Cloudflare Cache For Crawlers
Why we cache bots
Search and AI crawlers make thousands of anonymous GET/HEAD hits against tenant storefronts. Every request used to traverse Caddy → Cloudflare → API Gateway → farfalla, forcing us to render full HTML repeatedly. Enabling cache at Cloudflare means those bots now receive a four-hour cached copy, while regular browsers bypass cache because their user agents do not match the crawler allow-list.
Current rule
- Ruleset:
http_request_cache_settings→ rule243fedab25584185a62473f4b68b16c9 - Match:
http.host contains "farfalla-entry-point.publica.la"and UA matches one ofAmazonbot|Anchor Browser|Applebot|archive.org_bot|bingbot|Bytespider|CCBot|ChatGPT-User|ClaudeBot|Claude-SearchBot|Claude-User|DuckAssistBot|FacebookBot|Googlebot|Google-CloudVertexBot|GPTBot|meta-externalagent|meta-externalfetcher|MistralAI-User|Novellum|OAI-SearchBot|PerplexityBot|Perplexity-User|PetalBot|ProRataInc|Timpibot - Action:
set_cache_settingscache: true,origin_cache_control: false,origin_error_page_passthru: trueedge_ttl.mode: override_origin,edge_ttl.default: 14400seconds (4 h)- Cache key uses the origin host/path/query + Geo dimension (per-country). Language dimension is currently disabled, so multilingual HTML should include locale in the URL itself.
Because Caddy always proxies tenant domains to farfalla-entry-point.publica.la, this filter applies to every storefront hostname even though Cloudflare technically only sees the internal host header.
Operational notes
- Testing: Use
CF-Cache-Statusheaders while hitting a tenant domain with one of the bot user agents (e.g.,curl -A GPTBot https://tenant-domain/library). ExpectMISS→HITafter the first request. - Purging: Invalidate specific URLs when content changes faster than four hours using
curl -X POST .../purge_cachewithfilespayload, or rely on farfalla’s existing purge hooks. - API snapshot: Fetch the live JSON anytime:
export CF_API_TOKEN=...
ZONE_ID="$(curl -s -H "Authorization: Bearer $CF_API_TOKEN" "https://api.cloudflare.com/client/v4/zones?name=publica.la" | jq -r '.result[0].id')"

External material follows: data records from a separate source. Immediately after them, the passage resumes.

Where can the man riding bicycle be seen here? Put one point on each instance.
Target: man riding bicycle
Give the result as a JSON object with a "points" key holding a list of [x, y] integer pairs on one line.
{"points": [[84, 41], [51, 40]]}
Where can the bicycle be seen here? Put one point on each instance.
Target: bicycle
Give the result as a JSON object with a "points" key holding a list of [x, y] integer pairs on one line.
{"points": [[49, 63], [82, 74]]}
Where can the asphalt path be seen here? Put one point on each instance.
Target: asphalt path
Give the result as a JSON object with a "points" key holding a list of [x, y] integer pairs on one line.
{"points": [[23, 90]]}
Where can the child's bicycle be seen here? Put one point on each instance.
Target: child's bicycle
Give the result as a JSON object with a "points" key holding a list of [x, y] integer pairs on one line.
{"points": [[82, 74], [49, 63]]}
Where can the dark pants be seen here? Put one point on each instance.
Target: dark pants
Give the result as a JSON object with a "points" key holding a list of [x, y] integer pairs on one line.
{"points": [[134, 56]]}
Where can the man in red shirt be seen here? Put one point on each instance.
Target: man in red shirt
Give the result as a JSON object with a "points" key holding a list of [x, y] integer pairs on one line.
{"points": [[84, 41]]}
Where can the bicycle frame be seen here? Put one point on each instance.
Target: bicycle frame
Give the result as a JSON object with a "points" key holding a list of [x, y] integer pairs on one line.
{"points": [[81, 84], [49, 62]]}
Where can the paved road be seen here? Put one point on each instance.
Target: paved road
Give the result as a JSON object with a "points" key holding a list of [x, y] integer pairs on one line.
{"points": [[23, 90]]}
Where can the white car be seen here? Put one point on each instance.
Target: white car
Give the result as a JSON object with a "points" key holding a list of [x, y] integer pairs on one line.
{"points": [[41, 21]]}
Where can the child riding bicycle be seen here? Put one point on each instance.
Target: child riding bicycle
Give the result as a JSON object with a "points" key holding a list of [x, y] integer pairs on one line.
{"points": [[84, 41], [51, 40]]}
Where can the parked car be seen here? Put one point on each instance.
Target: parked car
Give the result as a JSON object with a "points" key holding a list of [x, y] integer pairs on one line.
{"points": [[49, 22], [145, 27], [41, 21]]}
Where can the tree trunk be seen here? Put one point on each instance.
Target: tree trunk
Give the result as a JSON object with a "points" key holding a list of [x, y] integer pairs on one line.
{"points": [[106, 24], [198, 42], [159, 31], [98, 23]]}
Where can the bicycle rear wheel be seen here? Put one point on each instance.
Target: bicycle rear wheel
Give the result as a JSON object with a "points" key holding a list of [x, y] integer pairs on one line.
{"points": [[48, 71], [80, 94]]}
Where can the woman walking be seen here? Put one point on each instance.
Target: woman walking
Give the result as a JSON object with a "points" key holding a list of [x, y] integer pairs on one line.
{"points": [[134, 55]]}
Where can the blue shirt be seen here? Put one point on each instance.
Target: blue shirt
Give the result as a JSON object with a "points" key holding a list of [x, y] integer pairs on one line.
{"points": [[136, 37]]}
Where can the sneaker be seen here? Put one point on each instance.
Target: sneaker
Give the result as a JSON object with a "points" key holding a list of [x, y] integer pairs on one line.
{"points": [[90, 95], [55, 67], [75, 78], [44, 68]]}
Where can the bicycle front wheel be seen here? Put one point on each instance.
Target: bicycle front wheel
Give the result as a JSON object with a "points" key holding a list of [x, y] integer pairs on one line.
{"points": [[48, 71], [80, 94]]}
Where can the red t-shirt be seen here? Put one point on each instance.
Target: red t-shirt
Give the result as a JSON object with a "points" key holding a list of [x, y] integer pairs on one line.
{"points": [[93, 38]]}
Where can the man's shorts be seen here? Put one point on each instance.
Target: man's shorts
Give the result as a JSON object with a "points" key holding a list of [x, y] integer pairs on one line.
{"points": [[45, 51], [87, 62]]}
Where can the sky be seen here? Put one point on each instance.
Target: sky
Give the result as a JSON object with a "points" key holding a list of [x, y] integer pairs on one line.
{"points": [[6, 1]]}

curl -s -H "Authorization: Bearer $CF_API_TOKEN" "https://api.cloudflare.com/client/v4/zones/$ZONE_ID/rulesets/56902a1ea0f64980a5dc883c2e602096" |
jq '.result.rules[] | select(.id=="243fedab25584185a62473f4b68b16c9")'
- Adjusting TTL: Increase
edge_ttl.defaultif cache hit ratio is high and purge automation is reliable. Drop it if crawlers complain about stale HTML. - Future exclusions: If bots can reach any authenticated or dynamic views (admin, checkout, preview, API), extend the rule expression with
not starts_with(http.request.uri.path, "/admin"), etc., before enabling cache there.
Troubleshooting checklist
- Cache miss for bots → confirm user agent string exactly matches one of the listed tokens.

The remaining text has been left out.